Green Book

A guide book for Black travelers during Jim Crow

The _Negro Motorists Green Book _(or just Green Book) was an annual travel guide for North America, published between 1936-66. It listed Black-friendly, often Black-owned establishments ranging from lodgings, service stations to leisure facilities, restaurants, and country clubs along American roads. During the so-called Jim Crow Era of legal racial segregation in the U.S. (late 19th to early 20th century) the guide was essential in enabling Black Americans to travel without the fear of discrimination, humiliation, or harassment when many businesses denied services to Black travelers and so-called 'sundown towns', white-only communities, even threatened physical violence to travelers that wanted to stay overnight.

The guide was published by Victor Hugo Green, a mailman in New York City, who used his and other Black postal workers' knowledge to assemble a list of Black-friendly places in and around the city. They expanded to the whole country in the next year, reaching an annual circulation of 2 million copies in 1962.

While being a practical resource for the increasing number of Black car owners, the Green Book acted as a means to desegregate the country, promoting Black-owned business and travel.

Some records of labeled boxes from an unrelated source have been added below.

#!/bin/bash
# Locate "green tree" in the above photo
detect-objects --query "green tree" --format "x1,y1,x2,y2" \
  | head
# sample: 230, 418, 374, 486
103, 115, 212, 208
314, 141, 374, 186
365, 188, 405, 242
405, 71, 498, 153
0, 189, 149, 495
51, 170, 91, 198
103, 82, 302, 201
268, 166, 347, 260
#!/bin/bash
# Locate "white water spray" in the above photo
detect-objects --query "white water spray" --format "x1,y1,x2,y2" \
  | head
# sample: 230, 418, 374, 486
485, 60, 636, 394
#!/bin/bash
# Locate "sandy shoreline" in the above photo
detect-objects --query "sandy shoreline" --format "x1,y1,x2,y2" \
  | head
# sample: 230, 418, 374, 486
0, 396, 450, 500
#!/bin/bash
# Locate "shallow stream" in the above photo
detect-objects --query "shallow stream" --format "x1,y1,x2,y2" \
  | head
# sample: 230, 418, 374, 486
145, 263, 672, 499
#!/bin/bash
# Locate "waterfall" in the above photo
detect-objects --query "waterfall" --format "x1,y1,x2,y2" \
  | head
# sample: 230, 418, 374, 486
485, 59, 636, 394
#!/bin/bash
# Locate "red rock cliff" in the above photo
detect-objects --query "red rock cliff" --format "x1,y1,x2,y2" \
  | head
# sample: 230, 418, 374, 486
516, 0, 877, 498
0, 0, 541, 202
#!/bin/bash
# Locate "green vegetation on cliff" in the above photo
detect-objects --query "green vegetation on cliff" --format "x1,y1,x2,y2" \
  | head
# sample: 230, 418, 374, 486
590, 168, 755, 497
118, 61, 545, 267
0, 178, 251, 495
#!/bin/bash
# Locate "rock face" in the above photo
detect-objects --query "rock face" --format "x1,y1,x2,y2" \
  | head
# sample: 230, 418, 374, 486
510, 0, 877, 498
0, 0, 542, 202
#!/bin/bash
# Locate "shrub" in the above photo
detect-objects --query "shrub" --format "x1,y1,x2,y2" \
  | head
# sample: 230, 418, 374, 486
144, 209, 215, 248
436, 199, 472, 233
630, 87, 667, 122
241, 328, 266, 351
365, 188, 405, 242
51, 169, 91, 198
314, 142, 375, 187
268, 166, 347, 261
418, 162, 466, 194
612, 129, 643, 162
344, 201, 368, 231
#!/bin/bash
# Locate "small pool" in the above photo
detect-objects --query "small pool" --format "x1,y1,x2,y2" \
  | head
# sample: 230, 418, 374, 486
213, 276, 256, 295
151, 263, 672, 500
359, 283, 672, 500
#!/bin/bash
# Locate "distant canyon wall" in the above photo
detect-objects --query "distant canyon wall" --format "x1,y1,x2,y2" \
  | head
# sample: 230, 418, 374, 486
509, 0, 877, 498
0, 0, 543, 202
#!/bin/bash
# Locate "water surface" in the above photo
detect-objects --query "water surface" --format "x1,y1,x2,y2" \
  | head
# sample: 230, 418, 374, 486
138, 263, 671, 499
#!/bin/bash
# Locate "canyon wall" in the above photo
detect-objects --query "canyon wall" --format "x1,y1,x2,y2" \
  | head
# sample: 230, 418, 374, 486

It directed purchasing power to the listed businesses and later served as evidence to the Supreme Court for the severity of racial discrimination along the road. The last issue of the Green Book was published in 1966, after the Civil Rights Act of 1964 outlawed racial discrimination. Reports of racial profiling on contemporary U.S. roads suggest, however, that Green's dream of a USA where "we can go as we please, and without embarrassment", is still not a reality.